Intervention de Jean-Paul Lecoq

Réunion du mercredi 24 octobre 2018 à 17h05
Commission des affaires étrangères

Photo issue du site de l'Assemblée nationale ou de WikipediaJean-Paul Lecoq :

Je voudrais préciser d'emblée que les députés communistes ne voteront pas ces crédits. Il y aura peut-être des votes différents au sein du groupe de la Gauche démocrate et républicaine (GDR), mais sa composante communiste ne votera pas ce budget.

Il y a, en effet, la question de l'arme atomique. Alors que des forces se lèvent pour dire qu'il faut interdire les bombardements des populations civiles, à juste titre, car elles n'ont pas à payer le prix des guerres, on continue à vouloir disposer de la bombe atomique. Ce sera pour bombarder qui ? Si on signe des traités stipulant qu'il ne faut pas bombarder des populations civiles, à quoi va-t-il servir de dépenser 14,5 millions d'euros par jour pour moderniser et adapter la bombe atomique aux enjeux du XXIe siècle ? Il faut une cohérence entre les positions que l'on prend et notre action.

J'en viens au volet relatif au soutien à nos militaires : il faut évidemment leur fournir du matériel, mais on doit aussi redonner du sens à notre armée. Les communistes ont toujours considéré qu'elle devait servir à défendre le pays, et qu'il fallait procurer à nos militaires les moyens de le faire. Mais de la défense du pays on est passé à celle des intérêts français, puis à celle de nos valeurs, avec l'idée de les imposer au monde entier. On s'autorise, à ce titre, à faire des interventions ici et là, ce qui pose une question philosophique sur le rôle de notre armée.

Le Président de la République s'est un peu couché en acceptant le diktat de l'OTAN sur les 2 % du PIB qui devraient être consacrés aux dépenses militaires. Ce n'est pas une idée du Président de la République, mais une exigence de l'OTAN qu'il a reprise et que nous ne partageons pas. Nous pensons que la question de l'OTAN se pose aujourd'hui et qu'il n'est pas normal de ne pas ouvrir ce débat dans notre Assemblée.

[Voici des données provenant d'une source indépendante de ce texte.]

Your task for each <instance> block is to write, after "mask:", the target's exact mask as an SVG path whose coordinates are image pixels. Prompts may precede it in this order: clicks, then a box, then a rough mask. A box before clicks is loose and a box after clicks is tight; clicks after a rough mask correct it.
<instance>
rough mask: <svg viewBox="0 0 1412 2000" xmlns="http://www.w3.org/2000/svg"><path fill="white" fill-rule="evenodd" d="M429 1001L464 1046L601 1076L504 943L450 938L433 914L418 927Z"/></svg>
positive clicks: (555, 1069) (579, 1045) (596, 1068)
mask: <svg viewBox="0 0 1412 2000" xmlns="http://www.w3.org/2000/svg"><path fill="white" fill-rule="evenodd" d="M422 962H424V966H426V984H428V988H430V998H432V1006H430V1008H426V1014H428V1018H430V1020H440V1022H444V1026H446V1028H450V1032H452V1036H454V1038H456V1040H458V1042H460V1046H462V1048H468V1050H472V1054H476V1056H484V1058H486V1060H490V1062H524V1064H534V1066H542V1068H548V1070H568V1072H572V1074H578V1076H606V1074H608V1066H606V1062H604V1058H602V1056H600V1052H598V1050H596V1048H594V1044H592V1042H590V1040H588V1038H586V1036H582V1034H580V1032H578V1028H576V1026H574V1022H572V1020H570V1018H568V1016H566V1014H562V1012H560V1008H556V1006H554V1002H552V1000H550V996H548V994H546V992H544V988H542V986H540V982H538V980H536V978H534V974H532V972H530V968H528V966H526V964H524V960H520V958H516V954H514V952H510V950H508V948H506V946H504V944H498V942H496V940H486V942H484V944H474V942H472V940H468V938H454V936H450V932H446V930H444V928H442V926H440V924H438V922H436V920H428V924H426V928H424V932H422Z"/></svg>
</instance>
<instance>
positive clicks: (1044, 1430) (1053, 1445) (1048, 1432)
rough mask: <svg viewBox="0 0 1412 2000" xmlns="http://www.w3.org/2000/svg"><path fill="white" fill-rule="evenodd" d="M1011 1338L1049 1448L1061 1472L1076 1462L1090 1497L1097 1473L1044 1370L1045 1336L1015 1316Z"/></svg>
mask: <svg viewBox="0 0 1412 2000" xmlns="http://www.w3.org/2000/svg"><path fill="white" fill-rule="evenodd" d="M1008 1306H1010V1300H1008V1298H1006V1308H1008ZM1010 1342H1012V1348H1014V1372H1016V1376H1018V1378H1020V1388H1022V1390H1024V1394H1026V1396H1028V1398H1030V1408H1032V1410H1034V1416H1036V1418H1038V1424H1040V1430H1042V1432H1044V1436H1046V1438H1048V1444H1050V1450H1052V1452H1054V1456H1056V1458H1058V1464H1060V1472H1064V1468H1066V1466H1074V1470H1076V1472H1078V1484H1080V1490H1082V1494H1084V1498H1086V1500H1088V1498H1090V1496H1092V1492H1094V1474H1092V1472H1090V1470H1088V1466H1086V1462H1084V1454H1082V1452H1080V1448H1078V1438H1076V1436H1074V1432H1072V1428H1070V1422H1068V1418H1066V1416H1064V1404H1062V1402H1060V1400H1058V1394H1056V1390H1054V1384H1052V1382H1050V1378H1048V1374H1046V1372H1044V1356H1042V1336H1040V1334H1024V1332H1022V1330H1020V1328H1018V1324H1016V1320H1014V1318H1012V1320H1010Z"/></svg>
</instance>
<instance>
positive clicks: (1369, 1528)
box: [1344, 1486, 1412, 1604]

Face à l'attitude des Américains, faut-il que l'OTAN continue à exister ? Ne doit-on pas poser cette question, notamment au sein de notre commission ? Que peut-on construire avec l'Union européenne (UE) et dans d'autres cadres, comme celui de l'Organisation pour la sécurité et la coopération en Europe (OSCE), alors que les États-Unis abandonnent l'OTAN ? C'est un sujet dont on pourrait se saisir, sans forcément en rester au seul aspect militaire.

Nous demeurons très attentifs à l'industrie française, y compris dans le domaine de l'armement. Christophe Naegelen a dit qu'il faudrait acheter européen : nous y sommes plutôt favorables, mais l'Europe a adopté un principe de concurrence libre et non faussée. On aurait pu prévoir une exception, comme on l'a fait pour la culture, en vue de favoriser notre indépendance et notre autonomie au plan européen.

En ce qui concerne les drones, nous aimerions savoir si certains crédits de ce budget vont être consacrés à des recherches sur les robots tueurs. C'est un vrai sujet dans le domaine de l'armement : il y a une évolution qui ne nous convient pas du tout, car on voit bien les dérives liées à l'intelligence artificielle. Cela rejoint la question qui a été posée sur le numérique et la cybercriminalité : imaginez des robots tueurs qui feraient l'objet d'une cyberattaque et dont d'autres acteurs prendraient ainsi le contrôle. Cela peut ressembler à un scénario de science-fiction, mais il est en réalité tout à fait crédible. Je pense que nous ne travaillons pas suffisamment sur ces sujets et que le peuple n'est pas assez associé à toutes ces questions d'avenir, à travers ses représentants.

Vous voyez que nous nous posons beaucoup de questions philosophiques et stratégiques. Nous ne voterons pas ce budget, même si nous apprécions l'effort réalisé pour l'équipement de notre armée – il nous semble même que l'effort devrait être un peu plus important. Nous n'acceptons pas, en revanche, tout ce qui concerne la bombe atomique.